While the invention has been illustrated and described as embodied in a method of cutting and a cutting rotative bit, it is not intended to be limited to the details shown, since various modifications and structural changes may be made without departing in any way from the spirit of the present invention.

Without further analysis, the foregoing will so fully reveal the gist of the present invention that others can, by applying current knowledge, readily adapt it for various applications without omitting features that, from the standpoint of prior art, fairly constitute essential characteristics of the generic aspects of this invention.

Claims

What is claimed as new and desired to be protected by Letters Patent is set forth in the appended claims:

1. A cutting, self-rotating and self-sharpening tool, comprising a rotatable cutting element; and means for holding said cutting element so that said cutting element has an attack angle exceeding 90° and a skew angle 25°±5°.
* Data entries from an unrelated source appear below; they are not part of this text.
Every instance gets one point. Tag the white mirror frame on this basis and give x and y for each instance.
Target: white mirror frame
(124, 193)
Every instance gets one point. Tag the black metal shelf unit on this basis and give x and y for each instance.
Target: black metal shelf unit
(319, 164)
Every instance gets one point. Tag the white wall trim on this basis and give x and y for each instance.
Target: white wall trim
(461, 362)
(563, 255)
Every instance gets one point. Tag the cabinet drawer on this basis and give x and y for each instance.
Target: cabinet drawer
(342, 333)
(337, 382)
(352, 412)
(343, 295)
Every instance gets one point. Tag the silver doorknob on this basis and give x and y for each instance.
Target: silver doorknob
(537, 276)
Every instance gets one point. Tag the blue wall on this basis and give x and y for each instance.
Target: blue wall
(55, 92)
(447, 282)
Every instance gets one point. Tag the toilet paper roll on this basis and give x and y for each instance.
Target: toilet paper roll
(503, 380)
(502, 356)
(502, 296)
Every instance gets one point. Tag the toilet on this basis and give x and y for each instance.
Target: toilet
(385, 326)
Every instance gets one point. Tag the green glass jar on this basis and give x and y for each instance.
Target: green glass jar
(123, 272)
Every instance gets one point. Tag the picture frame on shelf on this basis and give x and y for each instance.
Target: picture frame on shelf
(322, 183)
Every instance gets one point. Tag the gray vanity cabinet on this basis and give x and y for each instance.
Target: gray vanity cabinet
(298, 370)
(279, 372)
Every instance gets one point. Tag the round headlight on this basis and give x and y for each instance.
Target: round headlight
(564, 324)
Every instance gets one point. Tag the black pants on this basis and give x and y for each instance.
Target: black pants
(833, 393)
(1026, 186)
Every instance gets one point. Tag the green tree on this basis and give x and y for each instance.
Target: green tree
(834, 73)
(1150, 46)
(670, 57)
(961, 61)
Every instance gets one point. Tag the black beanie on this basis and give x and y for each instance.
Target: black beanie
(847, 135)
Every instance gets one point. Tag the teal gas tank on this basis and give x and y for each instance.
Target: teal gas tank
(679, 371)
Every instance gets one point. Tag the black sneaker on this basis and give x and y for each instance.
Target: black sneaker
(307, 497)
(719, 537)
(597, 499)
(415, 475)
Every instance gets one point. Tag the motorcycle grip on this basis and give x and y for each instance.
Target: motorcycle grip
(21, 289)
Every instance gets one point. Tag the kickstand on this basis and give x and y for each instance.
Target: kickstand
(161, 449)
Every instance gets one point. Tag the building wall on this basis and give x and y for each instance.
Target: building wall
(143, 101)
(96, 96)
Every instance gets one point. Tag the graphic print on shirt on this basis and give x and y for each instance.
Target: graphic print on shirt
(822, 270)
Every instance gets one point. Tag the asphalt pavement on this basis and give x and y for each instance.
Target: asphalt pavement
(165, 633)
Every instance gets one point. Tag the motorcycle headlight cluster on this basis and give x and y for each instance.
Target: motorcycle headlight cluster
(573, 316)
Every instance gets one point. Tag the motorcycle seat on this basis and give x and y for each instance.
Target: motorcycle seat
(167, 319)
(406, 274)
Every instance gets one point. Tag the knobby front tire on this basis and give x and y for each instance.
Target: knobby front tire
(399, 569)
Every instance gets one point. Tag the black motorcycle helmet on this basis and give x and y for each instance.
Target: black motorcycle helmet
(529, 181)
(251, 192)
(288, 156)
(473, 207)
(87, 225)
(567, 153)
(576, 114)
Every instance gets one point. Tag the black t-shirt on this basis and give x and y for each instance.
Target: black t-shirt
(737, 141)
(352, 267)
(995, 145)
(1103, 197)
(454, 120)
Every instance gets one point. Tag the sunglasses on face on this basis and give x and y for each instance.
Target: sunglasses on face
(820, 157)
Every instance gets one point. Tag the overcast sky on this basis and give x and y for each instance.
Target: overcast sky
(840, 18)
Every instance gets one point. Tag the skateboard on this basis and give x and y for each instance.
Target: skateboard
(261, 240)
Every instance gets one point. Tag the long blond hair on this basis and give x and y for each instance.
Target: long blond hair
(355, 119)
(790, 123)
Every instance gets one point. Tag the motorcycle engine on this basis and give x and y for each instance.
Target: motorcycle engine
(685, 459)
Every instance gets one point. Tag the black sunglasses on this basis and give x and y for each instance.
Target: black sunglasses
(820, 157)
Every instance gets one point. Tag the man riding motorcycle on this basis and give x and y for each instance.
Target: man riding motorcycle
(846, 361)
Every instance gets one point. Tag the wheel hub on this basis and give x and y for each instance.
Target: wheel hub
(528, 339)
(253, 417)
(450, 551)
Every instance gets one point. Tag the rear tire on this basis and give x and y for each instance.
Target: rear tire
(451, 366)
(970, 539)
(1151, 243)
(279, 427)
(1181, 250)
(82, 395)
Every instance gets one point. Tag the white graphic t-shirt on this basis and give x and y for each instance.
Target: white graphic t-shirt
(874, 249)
2. A cutting, self-rotating and self-sharpening tool as defined in claim 1, wherein said cutting element has a convex cutting front face.

3. A cutting, self-rotating and self-sharpening tool defined in claim 2, wherein said convex cutting front face has a shape selected from the group consisting of a cylindrical shape, a direct conical shape and an inverse conical shape.

4. A cutting, self-rotating and self-sharpening tool as defined in claim 1, wherein said cutting element has a rear face with a shape selected from the group consisting of a convex shape, a concave shape, a flat shape, and a combination of said shapes.

5. A cutting, self-rotating and self-sharpening tool comprising a rotatable cutting element; and means for holding said cutting element so that said cutting element has an attack angle exceeding 90° and a front angle -7.5°±2.5°.

6. A cutting, self-rotating and self-sharpening tool comprising a rotatable cutting element; and means for holding said cutting element so that said cutting element has an attack angle exceeding 90° and a rear angle 12.5°±2.5°.

7. A cutting, self-rotating and self-sharpening tool comprising a rotatable cutting element; and means for holding said cutting element so that said cutting element has an attack angle exceeding 90° and a edge angle 75°±15°.

8. A method of cutting, comprising the steps of providing a rotatable cutting element; mounting said cutting element by mounting means, and displacing said mounting means so that said cutting element has an attack angle exceeding 90° and a skew angle 25°±5°.

9. A method as defined in claim 8, wherein said cutting element has a convex cutting front face.

10. A method of cutting, comprising the steps of providing a rotatable cutting element; mounting said cutting element by mounting means; and displacing said mounting means so that said cutting element has an attack angle exceeding 90° and a front angle -7.5°±2.5°.

11. A method of cutting, comprising the steps of providing a rotatable cutting element; mounting said cutting element by mounting means; and displacing said mounting means so that said cutting element has an attack angle exceeding 90° and a rear angle 12.5°±2.5°.

12. A method of cutting, comprising the steps of providing a rotatable cutting element; mounting said cutting element by mounting means; and displacing said mounting means so that said cutting element has an attack angle exceeding 90° and a edge angle 75°±15°.